Ottawa tweaks wireless rules to boost competition

by Andrew Roach on March 8, 2013

It was only just last month when Industry Minister Christian Paradis was at MWC calling for greater competition in the Canadian market and inviting foreign comeptiiton into the country.

However, Ottawa has now looked to tweak the current wireless laws in a bid to try and help smaller firms break down the duopoly of Bell and Rogers.

The new tweaks are hoping that it will make life easier for the smaller firms to increase their network coverage and get a bigger share of the market.

However, the law changes have failed to ease concerns about the state of competition in the market especially when the auction for the new 700MHz is set for November.

Many of the new changes announced in Ottawa re aimed to try and push resources in a bid to try and provide an equal playing field in the wireless sector.
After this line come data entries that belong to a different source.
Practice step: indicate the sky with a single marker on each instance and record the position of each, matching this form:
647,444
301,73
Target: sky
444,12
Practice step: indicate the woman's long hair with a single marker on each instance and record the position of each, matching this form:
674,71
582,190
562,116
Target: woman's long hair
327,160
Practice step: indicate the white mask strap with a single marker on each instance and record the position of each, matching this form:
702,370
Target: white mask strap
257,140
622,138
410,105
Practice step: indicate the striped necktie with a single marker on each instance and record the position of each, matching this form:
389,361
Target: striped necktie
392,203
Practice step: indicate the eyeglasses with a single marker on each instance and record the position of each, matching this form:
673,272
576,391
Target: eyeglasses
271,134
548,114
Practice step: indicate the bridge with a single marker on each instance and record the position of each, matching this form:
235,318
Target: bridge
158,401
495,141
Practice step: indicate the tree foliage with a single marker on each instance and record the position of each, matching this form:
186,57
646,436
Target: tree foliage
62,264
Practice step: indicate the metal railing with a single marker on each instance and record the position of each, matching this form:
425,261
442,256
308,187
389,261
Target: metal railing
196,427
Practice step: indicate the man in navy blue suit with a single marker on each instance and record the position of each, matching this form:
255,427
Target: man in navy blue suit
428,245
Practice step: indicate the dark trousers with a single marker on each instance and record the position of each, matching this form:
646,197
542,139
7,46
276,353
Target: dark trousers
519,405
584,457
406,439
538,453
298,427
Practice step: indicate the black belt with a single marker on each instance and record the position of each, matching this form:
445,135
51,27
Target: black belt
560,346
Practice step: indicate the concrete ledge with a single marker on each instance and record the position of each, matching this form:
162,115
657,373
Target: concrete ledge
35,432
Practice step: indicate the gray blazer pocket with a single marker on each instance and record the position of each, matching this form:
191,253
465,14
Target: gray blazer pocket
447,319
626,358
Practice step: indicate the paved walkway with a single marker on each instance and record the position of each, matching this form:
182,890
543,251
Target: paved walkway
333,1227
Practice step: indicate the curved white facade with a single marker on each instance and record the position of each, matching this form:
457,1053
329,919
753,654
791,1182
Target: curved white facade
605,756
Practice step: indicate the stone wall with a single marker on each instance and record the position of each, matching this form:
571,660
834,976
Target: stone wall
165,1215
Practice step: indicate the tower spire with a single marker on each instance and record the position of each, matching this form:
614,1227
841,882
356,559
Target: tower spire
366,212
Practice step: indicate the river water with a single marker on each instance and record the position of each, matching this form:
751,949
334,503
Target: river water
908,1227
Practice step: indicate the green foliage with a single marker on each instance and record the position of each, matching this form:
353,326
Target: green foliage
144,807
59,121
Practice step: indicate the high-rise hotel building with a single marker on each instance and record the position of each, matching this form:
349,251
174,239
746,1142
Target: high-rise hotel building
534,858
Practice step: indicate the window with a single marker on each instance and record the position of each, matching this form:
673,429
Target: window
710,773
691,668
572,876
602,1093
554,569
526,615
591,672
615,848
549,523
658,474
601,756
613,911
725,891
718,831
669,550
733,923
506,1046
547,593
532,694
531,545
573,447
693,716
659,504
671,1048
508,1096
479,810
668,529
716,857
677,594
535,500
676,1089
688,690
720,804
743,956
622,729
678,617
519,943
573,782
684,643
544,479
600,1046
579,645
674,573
For example, providers will be required to share cell towers where possible whilst it may also force larger networks to provide roaming network connections to their rivals when need be.

It’s hoped that some of these new changes will mean that each province will have at least four providers competing for a wireless connection.

The government are also looking to try and offer more support to smaller firms by restricting the possibilities of the big three providers (Bell, Rogers & Telus) from purchasing frequency rights from smaller carriers.

However, many industry analysts are worried that many smaller carriers are going to be unable to complete financially with the larger firms when it comes to expanding their possible coverage.

With only 4% of the entire market covered by the independent markets, many people feel that the fate of these firms hang on the upcoming 700MHz auction in November.

If the auction is dominated by the big three, it could prove to be the final blow to independent carriers from competing against the major companies who would then own the rights to much of the new wireless connections.

The new rules will certainly look to help provide a window of opportunity to smaller firms to make their mark but it will need co-operation from both the larger and smaller network providers for any changes to have a true effect on the industry.